Module 4: Team Dynamics & Leadership
Efficient Teamwork
What is a “Team”?
A team is a set of two or more people who interact adaptively, interdependently, and dynamically towards a common and valued goal (Salas et al. 1992). In a team, members work together because their outcomes are interdependent – what A achieves (or not) impacts whether B can achieve her goals (or not), and vice versa. A team also has a limited life span. This makes teams different from business groups, which typically exist for a long period of time.
Teams vs. Individuals
Teamwork is essential, as most innovations are developed by teams, not by individuals. It is crucial to understand how teams think, behave, feel, and make decisions. In groups, members need to negotiate, discuss, disagree, and reconcile their goals and activities. Motivations, thoughts, and behavior are social and interactive processes between individuals and not solely within the individual. Because thoughts, actions, and decisions happen in-between, not within individuals, teams do not work the same way as individuals do. For example, teams are less overconfident than individuals, more risk-averse, and better able to manage uncertainty, more competitive, and greedy than individuals. (Salas, 2008)
What’s the main challenge with teams?
Teams can outperform individuals, but only if members work well together. A team that manages to combine the knowledge of its members is fantastic. But teams can also be subject to conflicts that tear them apart. Despite having access to a broad range of knowledge and expertise, it does not mean that team members are able to combine it into something useful.
What determines team performance?
Team performance is determined by the parts that create the team (“inputs”) and how those parts play together to create something bigger than its parts (“teamwork”). When you hear the expression 1+1=3, that’s what it means. If the team manages both these things (inputs & teamwork) well, they will have a good output.
Inputs
Generally speaking, inputs are (1) team members and (2) resources. These are some questions to ask yourself to see if you have the right inputs:
Are your team members smart, compassionate, empathetic, ambitious, hard-working, experienced,…?
Does this team have access to enough money, time, organizational support,…?

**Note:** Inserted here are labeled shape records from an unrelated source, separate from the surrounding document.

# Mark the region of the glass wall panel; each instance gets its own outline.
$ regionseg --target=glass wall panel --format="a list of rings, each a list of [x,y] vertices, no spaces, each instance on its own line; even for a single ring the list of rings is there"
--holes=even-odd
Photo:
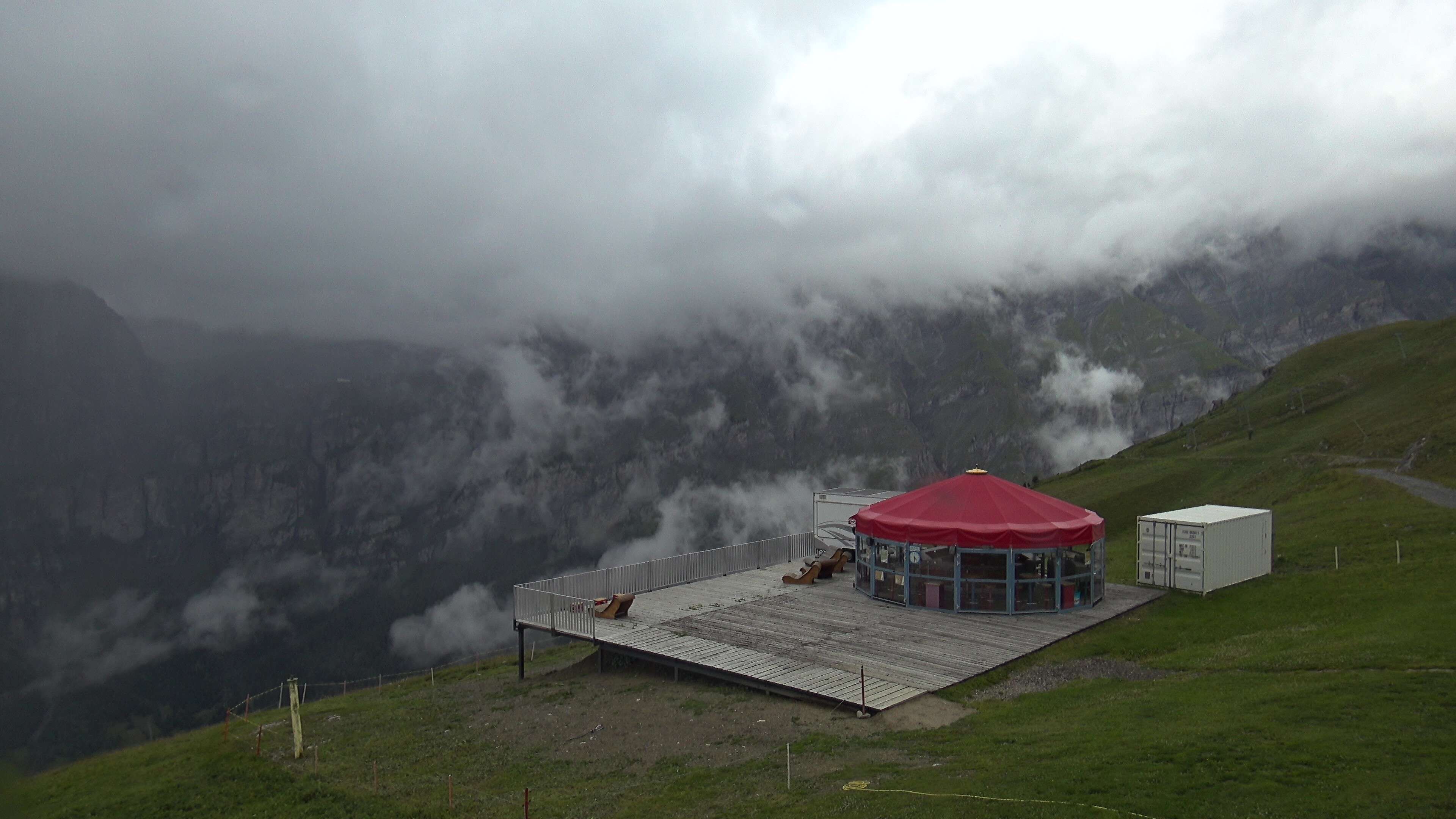
[[[1034,580],[1016,583],[1018,612],[1051,612],[1057,609],[1056,581]]]
[[[911,565],[910,573],[955,577],[955,546],[920,546],[920,564]]]
[[[900,544],[888,544],[885,541],[875,541],[875,568],[887,568],[890,571],[904,570],[904,546]]]
[[[890,600],[893,603],[906,602],[906,583],[904,574],[898,571],[885,571],[882,568],[875,568],[875,596],[881,600]]]
[[[962,580],[961,611],[1006,614],[1006,583]]]
[[[1092,546],[1072,546],[1061,549],[1061,577],[1076,577],[1092,574]]]
[[[961,549],[961,580],[1006,580],[1006,551]]]
[[[1060,549],[1040,549],[1016,552],[1012,568],[1016,580],[1050,580],[1057,576],[1057,552]]]
[[[911,576],[910,605],[927,609],[955,609],[955,581]]]

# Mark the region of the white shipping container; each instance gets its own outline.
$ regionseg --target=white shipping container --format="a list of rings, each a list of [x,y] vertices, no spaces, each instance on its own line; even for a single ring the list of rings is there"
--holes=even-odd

People and resources are relatively static aspects of a team. Team members have whatever traits or skills they have, and these attributes cannot be changed in the short term. The same is valid for resources: they are set and often in short supply.
Teamwork
Teamwork is emergent. It develops over time as the team members work together. Great teamwork—playing well together—has different aspects to it. Team members need to manage:
Their relationships with each other; build trust; develop unity in the team; manage conflicts.
The task at hand: make plans, set goals, divide roles, establish routines.
The positive and negative impacts of teamwork
For those working in an innovation team, these emergent teamwork qualities have both a negative and a positive impact.
Positive impact
Teamwork is something that team members can influence themselves. Trust, planning, and work processes are dependent on what members decide and how members behave.
Negative impact
Teamwork has a strong path dependency. This means that once norms, routines, and relationships have been set in a team, they are difficult to change.
Building trust is easier than repairing trust. Setting a good routine is easier than breaking a bad one. Because of this path dependency, the most important decisions you make in a team are the ones you make right on. First impressions last.
How do you build a strong team?
Building a strong team is complex, and there is no silver bullet for it. It depends on the team members, how they work together, and how long they have worked together.
There are, however, a lot of tips and tricks to learn along the way. It helps to remember that there are different routes to performance:
Good team members
Adequate resources
Well-managed relationships
Good management of the task at hand
And above all, it is much easier to enhance team performance if you, as a team member, reflect on what it implies to work in a team.